I don’t know it is regular to ask about source code, but I ask my question:
In mathematics and computational geometry, a Delaunay triangulation for a given set P of discrete points in a plane is a triangulation DT§ such that no point in P is inside the circumcircle of any triangle in DT§. A Voronoi diagram is a kind of tesselation that divided the medium into polygons in 2D and polyhedrons in 3D.
I want to know is there any library to calculated the Voronoi diagram in two-dimension and three-dimension. I also have data of Delaunay triangulation via a written-code from myself. So, if there is any library that determines the Voronoi diagram from Delaunay triangulation, it would be desired.
I will appreciate any comments that give me a little help and forgive me for writing shortcomings.
Are any of John Burkardt’s 1327 (!) Fortran codes relevant? “Voronoi tessellation” and “Delaunay triangulation” appear in the descriptions of several of them.

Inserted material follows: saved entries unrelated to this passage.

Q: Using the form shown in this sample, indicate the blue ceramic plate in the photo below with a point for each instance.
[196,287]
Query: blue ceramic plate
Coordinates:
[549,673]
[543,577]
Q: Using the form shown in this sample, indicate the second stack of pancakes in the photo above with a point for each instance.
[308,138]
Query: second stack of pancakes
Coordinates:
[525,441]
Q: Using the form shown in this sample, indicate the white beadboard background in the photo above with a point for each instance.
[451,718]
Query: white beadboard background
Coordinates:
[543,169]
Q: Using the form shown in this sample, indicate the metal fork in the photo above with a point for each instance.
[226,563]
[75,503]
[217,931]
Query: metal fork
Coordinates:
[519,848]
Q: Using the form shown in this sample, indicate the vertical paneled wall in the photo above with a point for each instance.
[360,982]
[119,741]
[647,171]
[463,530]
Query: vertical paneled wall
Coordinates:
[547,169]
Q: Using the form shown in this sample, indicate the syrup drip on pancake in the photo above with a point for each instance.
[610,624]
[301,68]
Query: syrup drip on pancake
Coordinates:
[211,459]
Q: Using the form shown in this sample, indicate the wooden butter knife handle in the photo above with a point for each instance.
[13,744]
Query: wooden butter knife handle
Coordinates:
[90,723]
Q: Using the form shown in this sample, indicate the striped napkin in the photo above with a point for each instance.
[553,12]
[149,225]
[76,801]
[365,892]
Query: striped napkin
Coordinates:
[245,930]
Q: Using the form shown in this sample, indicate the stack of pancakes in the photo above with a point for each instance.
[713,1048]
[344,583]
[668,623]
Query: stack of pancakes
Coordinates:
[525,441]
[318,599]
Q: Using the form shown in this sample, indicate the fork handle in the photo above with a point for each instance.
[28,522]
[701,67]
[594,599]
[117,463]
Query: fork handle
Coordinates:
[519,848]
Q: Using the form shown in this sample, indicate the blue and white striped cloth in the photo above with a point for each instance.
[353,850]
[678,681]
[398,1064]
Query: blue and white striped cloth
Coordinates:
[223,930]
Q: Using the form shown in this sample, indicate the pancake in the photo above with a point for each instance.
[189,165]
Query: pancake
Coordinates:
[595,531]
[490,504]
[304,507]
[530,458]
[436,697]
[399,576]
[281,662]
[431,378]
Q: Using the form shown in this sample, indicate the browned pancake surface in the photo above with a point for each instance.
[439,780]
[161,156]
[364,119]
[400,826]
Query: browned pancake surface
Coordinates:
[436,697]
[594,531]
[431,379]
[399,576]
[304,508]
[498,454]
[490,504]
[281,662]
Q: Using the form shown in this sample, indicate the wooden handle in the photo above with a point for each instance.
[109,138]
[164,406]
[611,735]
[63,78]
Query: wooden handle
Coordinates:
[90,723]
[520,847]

I code I work on uses parts of Javier Bernal’s suite of programs refractored into modules. Selected Developed Software
That refactoring was done before I was involved, and I cannot vouch that the underlying code is “nice”, only that it works.

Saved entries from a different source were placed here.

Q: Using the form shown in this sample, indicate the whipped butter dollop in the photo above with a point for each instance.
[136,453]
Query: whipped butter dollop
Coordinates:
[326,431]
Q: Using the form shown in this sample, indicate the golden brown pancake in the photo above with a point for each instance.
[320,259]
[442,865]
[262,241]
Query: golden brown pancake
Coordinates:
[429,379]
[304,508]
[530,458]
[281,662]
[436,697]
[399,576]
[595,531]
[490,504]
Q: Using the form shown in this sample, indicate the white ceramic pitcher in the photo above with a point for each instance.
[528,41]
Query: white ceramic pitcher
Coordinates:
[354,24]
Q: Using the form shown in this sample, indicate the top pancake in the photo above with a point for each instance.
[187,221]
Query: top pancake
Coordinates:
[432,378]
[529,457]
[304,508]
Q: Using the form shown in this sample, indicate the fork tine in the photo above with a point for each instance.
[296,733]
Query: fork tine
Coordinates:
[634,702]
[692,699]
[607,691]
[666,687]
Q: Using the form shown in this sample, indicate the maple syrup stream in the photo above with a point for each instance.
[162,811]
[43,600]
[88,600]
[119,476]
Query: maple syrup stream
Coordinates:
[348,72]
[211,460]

You may consider interfacing with the C qhull library, which is what scipy wraps for its Delaunay/Voronoi function. I have not tried this myself, though.
I also find a library in c++. Probably, I use the interface approach with other libraries in three-dimensional.
Do you know interface with which language (Python, C++, or C) has enough speed?
Thanks for your comment.
“* VORNBR: determines the Voronoi neighbors of an eyepoint.”
As mentioned on the page, it has just one subroutine to find neighbors in two-dimensional and not a whole of Voronoi diagram.